After a year of training my first lab, I had her so she would bust cattails and lay her own paths for a retrieve. She was so dedicated and driven that nothing would stop her. Unfortunatly that meant even my yelling for her to STOP!!!!

Picture the sight a guy and a dog awake in the morning to begin a whole new sport together both rookies awaiting to see what the morning will bring. They awake and leave the house one on a leash the other carrying way to much gear for what he would need - and trying to sip a cup of coffee. That alone tells you how unprepared I was. Yes, I wore the cup instead of drinking it.
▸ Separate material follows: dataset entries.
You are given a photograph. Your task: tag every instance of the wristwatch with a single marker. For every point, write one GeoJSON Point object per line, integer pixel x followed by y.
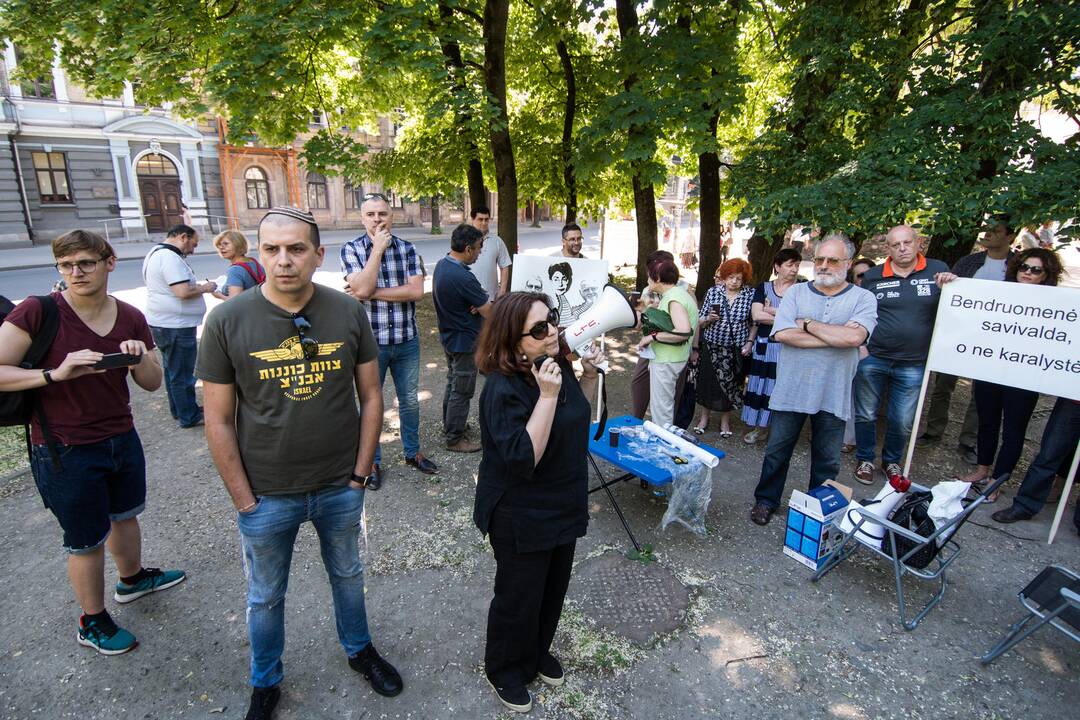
{"type": "Point", "coordinates": [367, 481]}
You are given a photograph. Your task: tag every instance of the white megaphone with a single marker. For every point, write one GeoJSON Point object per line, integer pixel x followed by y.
{"type": "Point", "coordinates": [873, 533]}
{"type": "Point", "coordinates": [612, 311]}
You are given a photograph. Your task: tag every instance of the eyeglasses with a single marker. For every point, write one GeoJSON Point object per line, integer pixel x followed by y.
{"type": "Point", "coordinates": [85, 267]}
{"type": "Point", "coordinates": [539, 331]}
{"type": "Point", "coordinates": [308, 345]}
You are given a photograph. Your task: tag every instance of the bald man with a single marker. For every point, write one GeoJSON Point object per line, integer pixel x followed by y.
{"type": "Point", "coordinates": [907, 302]}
I was dressed in jeans and a flannel, with only 2 decoys in my pack. No waders - nothing - and an old single shot 12 guage shotgun, a well trained dog, and heading to a blind built the day before in an area we had spooked a flock of ducks from. Stumbling through the woods, we arrived after 20 minutes of being slapped in the face by branches, and tripping over logs, being tugged along by the lab to ensure I would properly cover the front of my clothing in coffee.

I reach into the backpack and take out my decoys, prepared with a about 30 yards of a lightweight but strong cord, so that I could throw them out and still retrieve them by puling them in with the cord. I unwind them in the predawn, and throw.

A perfect throw - it arks up and sets right where I threw it. With a slight splash it hits, and rights itself. I turn to grab the next one, only to hear the sound of the dog hitting the water. I turn and watch as she swims off toward the decoy. Whisper yelling in the early morning, " NO, OFF, STOP, Blackie Come, oh to hell with it bring it here."

She makes it her first perfect retrieve of season. My decoy is now at my feet the cord is in a 30 yard ball of string, and I hold the second one in my hand. I shake my head. This time commanding her to stay. I prepare to throw the second one to hear whistling pass over my shoulder. I crouch down scanning the sky to see what I just avoided, only to hear it again. It's about this time I see ducks. I dive for the blind with the dog in tow. 

Checking the watch I find I am only 10 minutes from shooting light. I load the gun and sit, listening and watching as ducks materialize from the darkness to splash into the water. Once the hit the water I lose them, unable to see them in the dark waters.

Finally shooting light arrives. I see two ducks approach and raise the gun, only to learn a very quick lesson, Ducks are not easy to see when they have a black forest as backing. Finaly as it gets light enough to see, I have another pair incoming. I raise and follow, swinging over them as I have read should be done, and practiced for two months on clays. I squeeze the trigger and drop one.

The dog hits the water, and swims through the lilies, to recover the bird. I watch her as she passes where I thought the bird was, she swims farther off, and then turns and sticks her head under water. she comes back up with a duck. I am amazed, as she returns with a wood duck and places it at my feet. 

Hooked! There was no other way. We both lost all our abilities to reason that day, as I fired a half a box of shells, and took only two ducks. The dog and I have never been the same.